Recently, leading paper companies such as APP, Chenming Paper, and Sun Paper have launched a new round of price increases. The price increase of various enterprises is mainly aimed at all cardboard foot gram products and all cardboard ultra-high pine products, of which all foot gram products are raised by 200 yuan on the basis of the current selling price, and all ultra-high pine products are raised by 300 yuan tons on the basis of the current selling price. According to the price increase letter, this round of price increase will be officially launched from April 1.
Previously, the main head paper companies had carried out a round of ladder price increases for their main products. For example, Chenming Paper and Sun Paper announced that they would raise the price of cultural paper products by 100 yuan from February 1, and raise the price of some cultural paper products by 200 yuan on the basis of the above from March 1. At the same time, the cardboard products** have also been adjusted accordingly.
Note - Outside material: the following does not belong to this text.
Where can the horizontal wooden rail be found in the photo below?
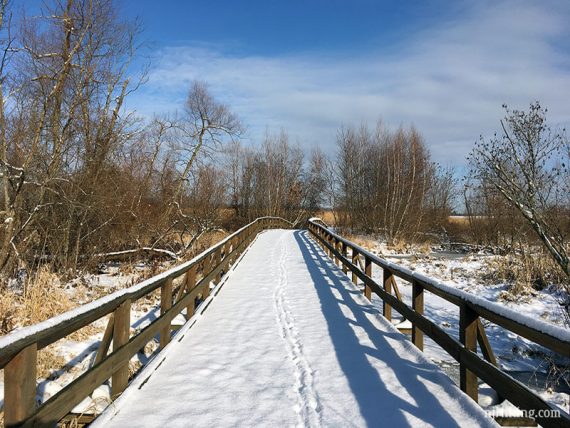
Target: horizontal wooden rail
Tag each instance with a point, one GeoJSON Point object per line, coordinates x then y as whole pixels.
{"type": "Point", "coordinates": [471, 309]}
{"type": "Point", "coordinates": [18, 350]}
As soon as the news came out, a number of small and medium-sized enterprises followed suit.
As for the reasons for the price increase, the above-mentioned paper companies all mentioned the factor of high costs, pointing out that the price increase is to maintain the normal operation of the enterprise and ensure the quality of products and services.
Dongxing ** analysis pointed out that at the beginning of this year, the price of cultural paper fell due to the impact of the off-season, and as the traditional peak season from March to May approached, paper prices ushered in an opportunity to rise. In late January, the main cultural paper enterprises announced that in February and March, they raised the price of paper yuan, and at the end of February, the price increase was implemented, and the peak season effect on the demand side initially appeared. On the supply side, although Nine Dragons Paper and Huatai Co., Ltd. had an annual production capacity of 550,000 and 520,000 tons respectively at the beginning of the year, considering the relatively low concentration of the double-offset paper industry and the backward production capacity or still being cleared, it is expected that the impact on paper prices in the peak season will be limited. In addition, from the cost side, the short-term external hardwood pulp ** has been boosted, and the domestic spot pulp price has rebounded, which also helps to support the peak season paper price. With the advantages of pulp and paper integration, the profits of leading paper companies are expected to benefit from the performance of paper prices in the peak season. In terms of white cardboard, it is expected that 2.4 million to 3.2 million tons of annual production capacity will still be put into operation in 2024. The prosperity of the demand side is affected by the macroeconomy, and the strength of the recovery remains to be seen.
On the cost side, the production cost of paper enterprises is expected to fall. In the second half of 2023, the outer disk of wood pulp will pick up significantly, and the tonnage price of ARAUCO hardwood pulp will be $45 $50 and $70 $50 in Q3 and Q4 respectively, and the cost of pulp for major paper enterprises in 24Q1 (affected by transportation and inventory factors, lagging behind the change in pulp price) may still rise slightly. Since the beginning of 2024, the price of softwood pulp has been relatively stable, with softwood pulp falling slightly by about US$35 tons in January, and Suzano raising the price of hardwood pulp by US$30 per ton at the end of February. In the short term, pulp prices may maintain the first trend, and in the second half of the year, with Suzano putting into operation an annual production capacity of 2.55 million tons of hardwood pulp, it is expected that pulp prices (especially hardwood pulp prices) may weaken.
Industry insiders pointed out that the current prosperity of the paper industry is moderate and upward, and it is expected that the overall fluctuation range of paper products in 2024 will be narrowed year-on-year, and the operation and debt repayment indicators of the head paper enterprises are expected to be repaired.